Si les goûts et les couleurs ne se discutent pas, les manœuvres politiques et les tactiques de communication, elles, méritent d’être méticuleusement décortiquées. Tentons ainsi de comprendre pourquoi la dénommée Sarah Knafo, eurodéputée d’extrême droite jusque-là peu adepte de la couleur, s’affiche, depuis l’annonce de sa candidature à la Mairie de Paris, dans des vêtements d’un jaune si pétant que l’appellation « poussin » ne lui fait pas tout à fait justice.
Il va sans dire que cette stratégie de la couleur, calquée sur celle de l’écologiste Marine Tondelier, passée au vert en 2024, s’inscrit dans une quête de visibilité. Mais le choix du jaune interroge forcément. L’observation des images récentes de la taulière du parti Reconquête ! obligeant à exclure l’hypothèse d’une décision fondée sur des raisons esthétiques, il convient de se rendre à l’évidence : ici, il est question de symbole.
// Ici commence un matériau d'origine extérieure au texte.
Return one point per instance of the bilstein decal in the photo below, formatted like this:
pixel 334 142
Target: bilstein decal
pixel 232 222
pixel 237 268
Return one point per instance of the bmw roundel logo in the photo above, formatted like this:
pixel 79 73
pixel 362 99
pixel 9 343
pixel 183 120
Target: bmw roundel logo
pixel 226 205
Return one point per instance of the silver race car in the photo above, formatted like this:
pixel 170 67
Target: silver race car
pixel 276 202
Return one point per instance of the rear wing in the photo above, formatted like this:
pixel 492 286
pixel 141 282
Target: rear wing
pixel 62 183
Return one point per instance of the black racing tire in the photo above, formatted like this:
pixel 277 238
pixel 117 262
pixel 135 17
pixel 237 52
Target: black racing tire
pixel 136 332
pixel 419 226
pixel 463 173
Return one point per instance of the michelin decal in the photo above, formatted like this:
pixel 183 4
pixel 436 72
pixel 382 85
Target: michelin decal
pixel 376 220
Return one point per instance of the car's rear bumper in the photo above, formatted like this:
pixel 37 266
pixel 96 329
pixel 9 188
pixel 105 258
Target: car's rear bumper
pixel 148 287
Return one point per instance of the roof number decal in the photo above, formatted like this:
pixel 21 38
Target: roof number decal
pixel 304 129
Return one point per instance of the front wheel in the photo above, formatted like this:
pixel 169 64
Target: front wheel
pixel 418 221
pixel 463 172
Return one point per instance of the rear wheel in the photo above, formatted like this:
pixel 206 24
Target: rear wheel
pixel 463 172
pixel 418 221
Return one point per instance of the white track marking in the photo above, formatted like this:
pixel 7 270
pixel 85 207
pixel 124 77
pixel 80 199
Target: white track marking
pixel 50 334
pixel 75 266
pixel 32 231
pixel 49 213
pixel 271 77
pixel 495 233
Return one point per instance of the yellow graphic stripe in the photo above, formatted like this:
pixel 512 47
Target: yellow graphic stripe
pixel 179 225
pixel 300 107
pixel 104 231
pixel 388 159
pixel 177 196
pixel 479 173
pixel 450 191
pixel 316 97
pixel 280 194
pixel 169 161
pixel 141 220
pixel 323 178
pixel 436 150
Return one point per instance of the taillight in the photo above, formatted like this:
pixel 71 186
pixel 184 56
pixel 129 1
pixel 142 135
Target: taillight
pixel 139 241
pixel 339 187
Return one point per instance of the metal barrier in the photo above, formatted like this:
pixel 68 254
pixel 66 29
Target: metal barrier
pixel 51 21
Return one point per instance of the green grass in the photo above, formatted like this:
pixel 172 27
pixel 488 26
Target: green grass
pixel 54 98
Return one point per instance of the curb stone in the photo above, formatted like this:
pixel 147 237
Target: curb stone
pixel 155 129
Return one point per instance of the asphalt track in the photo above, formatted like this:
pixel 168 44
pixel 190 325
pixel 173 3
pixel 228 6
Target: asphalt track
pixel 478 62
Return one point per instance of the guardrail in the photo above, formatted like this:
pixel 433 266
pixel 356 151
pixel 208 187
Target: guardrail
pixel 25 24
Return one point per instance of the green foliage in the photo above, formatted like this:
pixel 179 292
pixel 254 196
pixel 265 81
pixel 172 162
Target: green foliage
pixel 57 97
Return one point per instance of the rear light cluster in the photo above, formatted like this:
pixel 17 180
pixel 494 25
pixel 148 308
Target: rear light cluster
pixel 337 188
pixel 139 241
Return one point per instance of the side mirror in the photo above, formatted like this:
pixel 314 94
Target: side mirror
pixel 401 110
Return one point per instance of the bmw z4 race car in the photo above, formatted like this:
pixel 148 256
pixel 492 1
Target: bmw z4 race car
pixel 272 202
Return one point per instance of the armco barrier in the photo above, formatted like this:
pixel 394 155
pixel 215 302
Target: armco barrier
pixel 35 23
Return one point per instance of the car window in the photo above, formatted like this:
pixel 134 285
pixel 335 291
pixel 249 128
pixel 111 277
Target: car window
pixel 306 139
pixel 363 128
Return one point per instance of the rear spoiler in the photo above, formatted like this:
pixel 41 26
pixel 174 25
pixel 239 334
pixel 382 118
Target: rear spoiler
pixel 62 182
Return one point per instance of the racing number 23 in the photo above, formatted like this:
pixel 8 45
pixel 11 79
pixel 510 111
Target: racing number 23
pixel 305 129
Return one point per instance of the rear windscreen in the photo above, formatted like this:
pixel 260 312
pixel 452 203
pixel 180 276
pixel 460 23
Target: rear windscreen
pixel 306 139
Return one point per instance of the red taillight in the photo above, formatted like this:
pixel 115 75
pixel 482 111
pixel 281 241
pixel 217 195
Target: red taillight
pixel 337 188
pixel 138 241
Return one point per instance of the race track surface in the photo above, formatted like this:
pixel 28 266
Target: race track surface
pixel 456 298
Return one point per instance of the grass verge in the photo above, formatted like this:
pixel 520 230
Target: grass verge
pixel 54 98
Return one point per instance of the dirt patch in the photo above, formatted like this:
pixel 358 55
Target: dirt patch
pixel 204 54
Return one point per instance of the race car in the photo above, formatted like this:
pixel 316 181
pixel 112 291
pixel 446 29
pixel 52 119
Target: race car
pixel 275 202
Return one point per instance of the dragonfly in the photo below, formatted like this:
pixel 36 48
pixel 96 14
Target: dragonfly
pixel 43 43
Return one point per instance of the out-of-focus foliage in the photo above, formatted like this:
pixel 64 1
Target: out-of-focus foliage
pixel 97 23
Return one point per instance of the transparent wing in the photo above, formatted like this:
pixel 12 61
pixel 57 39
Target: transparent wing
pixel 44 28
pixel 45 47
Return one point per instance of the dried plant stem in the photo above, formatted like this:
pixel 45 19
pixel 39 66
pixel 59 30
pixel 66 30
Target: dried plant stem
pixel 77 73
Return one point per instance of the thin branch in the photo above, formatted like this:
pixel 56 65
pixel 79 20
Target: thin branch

A la faveur de la lecture de l’ouvrage Jaune. Histoire d’une couleur (Seuil, 2019), de Michel Pastoureau, on apprend que cette teinte pâtit depuis le Moyen Age d’une image déplorable, née en partie de son manque d’éclat en comparaison de l’or et de la difficulté à la représenter proprement en peinture. Connotée négativement de longue date, elle est ainsi devenue, au fil des siècles, la couleur du mensonge, de l’hypocrisie et de la trahison, conjugale notamment.
Sans surprise, le jaune est donc, selon les études menées dans l’Hexagone depuis des décennies, la nuance la moins populaire de la palette de base, loin derrière, dans cet ordre, le bleu, le vert, le rouge, le noir et le blanc. Conséquence logique, si le bleu s’est imposé au fil du temps comme la couleur des conservateurs, le rouge des communistes, le rose des socialistes et le vert des écologistes, le jaune n’a, historiquement, en France, jamais incarné le moindre mouvement politique d’envergure.
Au bout du compte, faut-il déduire de son parti pris chromatique que Sarah Knafo ambitionne de jouer la carte de l’anti-establishment, loin des partis traditionnels, mais au plus près de mouvements spontanés récents comme celui des « gilets jaunes » ou des « bonnets jaunes » ? Ou bien faut-il privilégier l’hypothèse selon laquelle le mensonge, l’hypocrisie et la trahison généralement associés au jaune ne la rebutent guère ? Evidemment, chacun jugera.